Intervention de Dominique Potier

Réunion du mardi 4 décembre 2018 à 16h35
Commission des affaires économiques

Photo issue du site de l'Assemblée nationale ou de WikipediaDominique Potier, rapporteur :

M. Fugit nous a interrogés sur la vision globale. Au-delà des discours sur le partage de la terre, des questions socio-économiques auxquelles je suis attaché, de la volonté de privilégier ceux qui en ont besoin sur ceux qui en ont les moyens et de la régulation du marché foncier, une autre obligation morale, une urgence écologique s'impose aujourd'hui. Aujourd'hui, on ne peut plus dire qu'on ne sait pas. Nous savons que du foncier dépend la souveraineté alimentaire et la survie de l'humanité face au changement climatique. À la veille de l'effondrement, nous devons changer nos manières de penser.

Il ne faut pas, de façon théorique, opposer le rural peu dense à l'agriculture. J'ai eu la chance de travailler sur un SCoT, sur un établissement public de coopération intercommunale, sur des reconversions de friches industrielles, sur des partages de la terre. Partout les gens se sont mobilisés, et ils ne reviendront jamais en arrière. Il en va de même pour l'agroécologie : ceux qui la pratiquent ne reviendront jamais en arrière. M. Michel Heinrich, le président de la Fédération nationale des SCoT, explique qu'à chaque révision de SCoT, on passe du facteur 2 des propositions initiales de diminution du foncier constructible au facteur 4, et ce avec l'adhésion des élus, parce qu'ils ont intégré une culture de redécouverte de la valeur du foncier, d'autres manières d'habiter et d'autres qualités d'habitat. Ne créons pas de résistances hors de propos au regard de l'enjeu de la préservation du foncier, imaginons plutôt l'urbanisme du futur et des mécanismes financiers accessibles à tous.

Le livret vert vise, à l'instar du livret A, à créer une épargne populaire encadrée par l'État, ouvrant droit à des prêts bonifiés de long cours pour les trois familles d'acteurs que nous voulons privilégier sur le marché du foncier français. Il s'agit, entre le prix du fermage, le prix du livret vert et le prix des taux bonifiés, de créer un mécanisme de prix vertueux obéissant à une logique de capitalisme vertueux de long terme, à l'opposé du CAC 40 ou de la spéculation. Il s'agit pour l'État d'instaurer un système de juste économie, correspondant aux besoins du monde agricole et au renouvellement des générations.

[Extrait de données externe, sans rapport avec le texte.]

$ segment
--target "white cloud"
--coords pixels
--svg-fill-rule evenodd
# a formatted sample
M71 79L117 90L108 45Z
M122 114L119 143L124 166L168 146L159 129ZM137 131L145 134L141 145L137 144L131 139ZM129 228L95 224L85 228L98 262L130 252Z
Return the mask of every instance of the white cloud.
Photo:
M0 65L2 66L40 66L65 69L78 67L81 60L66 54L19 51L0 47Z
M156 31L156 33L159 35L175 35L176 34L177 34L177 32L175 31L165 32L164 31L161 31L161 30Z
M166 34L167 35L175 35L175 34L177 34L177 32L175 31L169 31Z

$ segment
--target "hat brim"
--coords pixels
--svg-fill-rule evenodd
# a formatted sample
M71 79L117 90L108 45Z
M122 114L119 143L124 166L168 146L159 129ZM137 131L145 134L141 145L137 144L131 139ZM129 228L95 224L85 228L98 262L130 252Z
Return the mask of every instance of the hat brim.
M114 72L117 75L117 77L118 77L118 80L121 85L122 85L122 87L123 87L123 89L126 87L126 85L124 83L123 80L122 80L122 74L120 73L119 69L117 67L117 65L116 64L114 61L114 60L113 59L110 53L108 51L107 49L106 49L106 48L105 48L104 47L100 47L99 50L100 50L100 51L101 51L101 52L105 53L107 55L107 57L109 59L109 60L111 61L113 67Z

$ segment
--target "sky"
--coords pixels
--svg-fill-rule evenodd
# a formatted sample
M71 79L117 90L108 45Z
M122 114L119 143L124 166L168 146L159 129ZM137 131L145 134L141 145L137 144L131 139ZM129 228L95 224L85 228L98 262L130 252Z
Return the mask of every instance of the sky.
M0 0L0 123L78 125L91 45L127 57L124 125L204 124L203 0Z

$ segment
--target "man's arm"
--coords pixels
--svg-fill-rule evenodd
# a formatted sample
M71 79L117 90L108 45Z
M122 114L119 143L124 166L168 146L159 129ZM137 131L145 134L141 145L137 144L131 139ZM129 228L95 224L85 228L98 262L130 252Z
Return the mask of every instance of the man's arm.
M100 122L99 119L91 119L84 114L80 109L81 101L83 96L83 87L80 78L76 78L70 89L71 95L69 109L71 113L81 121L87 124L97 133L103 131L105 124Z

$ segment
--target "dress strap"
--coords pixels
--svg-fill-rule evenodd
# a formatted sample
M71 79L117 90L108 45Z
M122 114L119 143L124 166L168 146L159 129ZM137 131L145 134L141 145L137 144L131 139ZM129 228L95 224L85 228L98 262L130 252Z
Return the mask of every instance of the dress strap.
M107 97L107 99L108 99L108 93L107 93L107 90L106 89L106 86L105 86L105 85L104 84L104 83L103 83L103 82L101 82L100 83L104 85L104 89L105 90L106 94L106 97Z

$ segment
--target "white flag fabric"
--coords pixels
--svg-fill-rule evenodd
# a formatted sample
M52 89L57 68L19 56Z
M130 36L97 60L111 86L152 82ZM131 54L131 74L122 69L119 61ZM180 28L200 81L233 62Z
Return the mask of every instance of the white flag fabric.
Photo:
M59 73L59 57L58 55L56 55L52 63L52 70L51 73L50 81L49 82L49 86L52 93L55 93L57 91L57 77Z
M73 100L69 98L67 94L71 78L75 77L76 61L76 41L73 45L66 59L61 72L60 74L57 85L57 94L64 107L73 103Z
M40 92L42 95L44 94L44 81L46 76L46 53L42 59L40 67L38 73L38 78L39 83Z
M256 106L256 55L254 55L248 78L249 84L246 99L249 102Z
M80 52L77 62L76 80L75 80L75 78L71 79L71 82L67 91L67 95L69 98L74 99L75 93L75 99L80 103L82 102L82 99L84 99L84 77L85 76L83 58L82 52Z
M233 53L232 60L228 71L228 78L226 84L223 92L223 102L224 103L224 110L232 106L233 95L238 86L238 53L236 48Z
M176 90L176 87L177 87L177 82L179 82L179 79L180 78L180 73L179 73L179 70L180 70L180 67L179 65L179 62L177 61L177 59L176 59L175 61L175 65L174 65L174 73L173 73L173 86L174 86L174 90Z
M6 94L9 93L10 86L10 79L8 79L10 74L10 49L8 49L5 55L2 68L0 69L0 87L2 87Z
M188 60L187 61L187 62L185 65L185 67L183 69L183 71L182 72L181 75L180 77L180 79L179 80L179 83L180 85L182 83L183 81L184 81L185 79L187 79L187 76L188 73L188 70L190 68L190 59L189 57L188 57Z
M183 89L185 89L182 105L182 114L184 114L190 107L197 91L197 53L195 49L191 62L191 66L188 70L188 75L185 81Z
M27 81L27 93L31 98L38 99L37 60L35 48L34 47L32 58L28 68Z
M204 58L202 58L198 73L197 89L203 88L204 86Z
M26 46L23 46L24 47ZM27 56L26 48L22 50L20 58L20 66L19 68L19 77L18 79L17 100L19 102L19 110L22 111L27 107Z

Le lien avec la PAC est capital. On peut trahir le droit français, le déformer, le contourner, et être récompensé par plus de primes. Il s'agit de remettre le droit en cohérence, non seulement pour la France mais aussi pour l'ensemble des nations. Nous proposons une PAC qui privilégie les actifs et la régulation plutôt que la prime à l'agrandissement, qui est forcément un appauvrissement. J'insiste sur la dimension internationale du sujet. Les questions de la terre ne sont pas des questions nationales, mais des questions de souveraineté des peuples, et d'abord des paysanneries, pour répondre au défi alimentaire, au défi climatique et au défi de la biodiversité. Les régulations dures que je propose sur les sociétés, la définition de l'actif agricole et l'autorité publique ne sont pas contradictoires avec les innovations entrepreneuriales et territoriales engagées en France. Je doute que des clusters ou des volontarismes puissent répondre à un défi aussi important que celui que nous voulons relever. Si Debatisse, Pisani et le général de Gaulle avaient laissé faire l'agriculture, nous n'aurions pas le paysage et la force agricoles que nous avons aujourd'hui. Nous aurions un paysage de firmes, appauvrissant nos paysages, notre agriculture et notre biodiversité. Mon éloge de la régulation est tout à fait conforme à l'esprit d'entreprise et à l'esprit d'innovation des territoires.